Deciphering Small-Scale Seasonal Surface Dynamics of Rock Glaciers in the Central European Alps Using DInSAR Time Series
Abstract
:1. Introduction
2. Study Areas
2.1. Kaiserbergtal
2.2. Grison Study Sites
3. Data and Methods
3.1. Differential SAR Interferometry Displacement Time Series Generation
3.2. Displacement Decomposition
3.3. Reference Data Generation Using Feature Tracking and DEM Differencing
3.4. Calculation of Seasonal Movement
3.5. Correlation Analysis of Spatiotemporal Dynamics
4. Results
4.1. Comparison of DInSAR Displacement with Feature Tracking and DEM Differencing
4.1.1. Kaiserbergtal
4.1.2. Grison Sites
4.2. Seasonal Movement
4.3. Correlation Analysis
5. Discussion
5.1. Accuracy of the Yearly DInSAR Displacement Rate and Its Decomposition
- (i)
- The FT product is unable to detect displacement in case of sun shadow (Grischa, Muragl; Figure 5d,g) or snow cover (Davains; Figure 5k). These areas have to be masked out in the FT approach due to a failure in detecting features because of the strong difference between the images used, whereas DInSAR is independent from lighting conditions. Further, at Gianda Grischa we could visually identify a systematic error in the displacement detection of the northern rock glacier, which is caused by different sun illumination angles between the two acquisitions resulting in shifted shadows of the blocks on the surface (Figure 5d). Hence, inaccuracies of the DInSAR product are rather overestimated, as we do not correct for these artefacts induced by the FT product.
- (ii)
- DInSAR shows systematic underestimation of the movement in areas with strong and abrupt changes in displacement values such as at fast moving rock glacier parts near the front (Kaiserbergtal, Davains; Figure 4b and Figure 5l) or adjacent to the lateral boundaries (Muragl; Figure 5h). In these cases, we still observe reduced velocities; it is only at Gianda Grischa that the movement of the middle part of the southern rock glacier is not detected at all (Figure 5e). Such effects are caused by errors in the phase unwrapping process. We observe that the upper detectable boundary of DInSAR displacement is lower than the previously described [34,43] single full phase cycle 2, which represents about a 1.7 m/a displacement. At our study sites, phase unwrapping errors start to occur at already half a phase cycle (0.9 m/a), but can occur at down to even less than 0.4 m/a (Figure 5) in unfavorable conditions (e.g., Gianda Grischa). More unwrapping errors in interferograms with longer temporal baselines, which were used to bridge gaps with low coherence due to snowfall events during summer, could partially explain the reduced sensitivity. This highlights the importance of dense C-Band time series for rock glacier monitoring. Phase unwrapping tends to fail preferably at the margins of rock glaciers, where abrupt phase changes occur along with a decorrelation of the signal due to the instability of the surface. Unwrapping errors occur mostly along East-West boundaries due to the reduced number of adjacent pixels in this direction, which is caused by the uneven pixel size (2.3 m in range, 13.9 m in azimuth).

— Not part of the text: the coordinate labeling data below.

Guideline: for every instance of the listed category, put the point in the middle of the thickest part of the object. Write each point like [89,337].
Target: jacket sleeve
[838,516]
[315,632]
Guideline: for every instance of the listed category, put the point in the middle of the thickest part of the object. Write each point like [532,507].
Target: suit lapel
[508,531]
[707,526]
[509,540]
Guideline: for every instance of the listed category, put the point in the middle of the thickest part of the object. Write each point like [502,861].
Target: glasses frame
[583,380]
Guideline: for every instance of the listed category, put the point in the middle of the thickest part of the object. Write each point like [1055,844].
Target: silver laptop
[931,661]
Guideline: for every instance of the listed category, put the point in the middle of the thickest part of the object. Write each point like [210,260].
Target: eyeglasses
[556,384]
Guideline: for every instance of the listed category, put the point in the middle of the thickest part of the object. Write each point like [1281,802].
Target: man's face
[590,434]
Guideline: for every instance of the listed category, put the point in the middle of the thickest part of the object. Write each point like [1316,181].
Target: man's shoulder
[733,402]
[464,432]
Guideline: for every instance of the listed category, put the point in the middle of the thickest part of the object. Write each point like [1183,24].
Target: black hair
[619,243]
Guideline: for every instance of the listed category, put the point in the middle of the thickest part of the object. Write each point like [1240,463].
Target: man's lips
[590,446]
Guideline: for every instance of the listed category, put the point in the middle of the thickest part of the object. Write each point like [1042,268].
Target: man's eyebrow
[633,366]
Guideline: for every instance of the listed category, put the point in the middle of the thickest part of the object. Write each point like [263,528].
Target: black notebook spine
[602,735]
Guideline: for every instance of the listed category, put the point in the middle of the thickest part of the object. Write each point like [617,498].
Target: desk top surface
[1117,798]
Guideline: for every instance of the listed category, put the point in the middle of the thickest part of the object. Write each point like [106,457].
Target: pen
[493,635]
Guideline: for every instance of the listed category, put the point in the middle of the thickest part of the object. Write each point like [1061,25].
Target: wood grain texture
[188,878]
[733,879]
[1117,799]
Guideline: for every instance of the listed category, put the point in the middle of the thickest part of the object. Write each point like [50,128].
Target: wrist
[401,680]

Thereby, distinct boundaries in the north-south direction develop for unwrapping affected areas (e.g., Kaiserbergtal, Gianda Grischa, Muragl; Figure 6). Projection to squared pixels in Cartesian coordinates before unwrapping might reduce this tendency and could improve results, but the interpolation and oversampling in an azimuth direction of the wrapped interferograms might cause new artefacts. Therefore, we did not carry out an adapted workflow. Besides such changes in preprocessing, advanced methods for phase unwrapping such as deep-learning-based approaches (e.g., [86,87]) could improve the successful unwrapping of the interferograms.
- (iii)
- The spatial patterns of the two independent datasets match very well. Even smaller areas and those with weaker displacement rates (e.g., eastern part of Muragl; Figure 5g,h) are congruently detected by both methods. Our results show similar accuracies as other studies with the SD ranging from 0.23 m up to 0.33 m after scaling compared to, e.g., the results of Strozzi et al., 2020 [34] with an SD ranging from 0.20 m to 0.34 m. It is only at Davains that higher inaccuracies are observed because a larger proportion of the investigated area is affected by phase unwrapping issues (Figure 5k–m). However, the scatterplot shows similar good agreement for lower displacement rates (Figure 5m). Hence, the higher spatial sampling does not lead to higher inaccuracies in the aggregated yearly displacement rate and our approach is able to accurately detect movement. Based on an RMSE of around 10 cm (except Davains with more unwrapping issues) and visual inspection of value ranges in stable areas, we state that the lower detectable boundary with 6d interferogram stacks is at around 10 cm/a displacement, which is the limit for active rock glaciers [15]. Our results indicate slightly higher sensitivity than other recent studies [34,43], which might be due to the longer time series used in the stacking procedure [41,42,77,78] which results in a stronger dampening of arbitrary phase contributions from atmosphere or noise. Discriminating areas with displacement rates of less than 10 cm/a need longer temporal baselines [34,43] and more sensitive methods such as small baseline subset (SBAS) InSAR should be used [41,42,45,88].
- (iv)
- Visual assessment of the displacement maps shows that DInSAR lacks the ability to detect very high-resolution variabilities (e.g., Kaiserbergtal for the elevation change—Figure 4c,d, Nair for outlines of the smaller active lobes—Figure 5a,b). The coverage of such high-resolution spatial variations is more limited in the north-south direction due to the lower azimuth resolution (13.9 m) compared to the range (2.3 m) of Sentinel-1. However, the extent and variations on the scale of a few decameters are captured well. Moreover, the systematic difference in the distribution of horizontal and vertical displacement at Kaiserbergtal (subsidence in western part; increasing horizontal movement towards southeast) agrees well in both methods (Figure 4). Spatial agreement in E-W displacement is also good in areas where less suitable conditions exist for DInSAR, such as areas adjacent to widespread layover and shadow at Gianda Grischa or strong northern orientation at Nair (Figure 5a,b,d,e). Even active areas with a direct northern orientation are highly detectable due to their vertical displacement contribution (see Appendix A Figure A1), which is evident for nearly all rock glaciers. However, neglecting the N-S displacement component leads to incorrect estimates, especially in the vertical displacement. This is twofold: (1) neglecting N-S displacement leads to a systematic increase in the vertical displacement component due to their similar behavior in LOS. (2) The contribution of slope in N-S direction to the vertical displacement component is neglected and, therefore, leads to an overestimation of elevation change in areas with strong N-S displacement.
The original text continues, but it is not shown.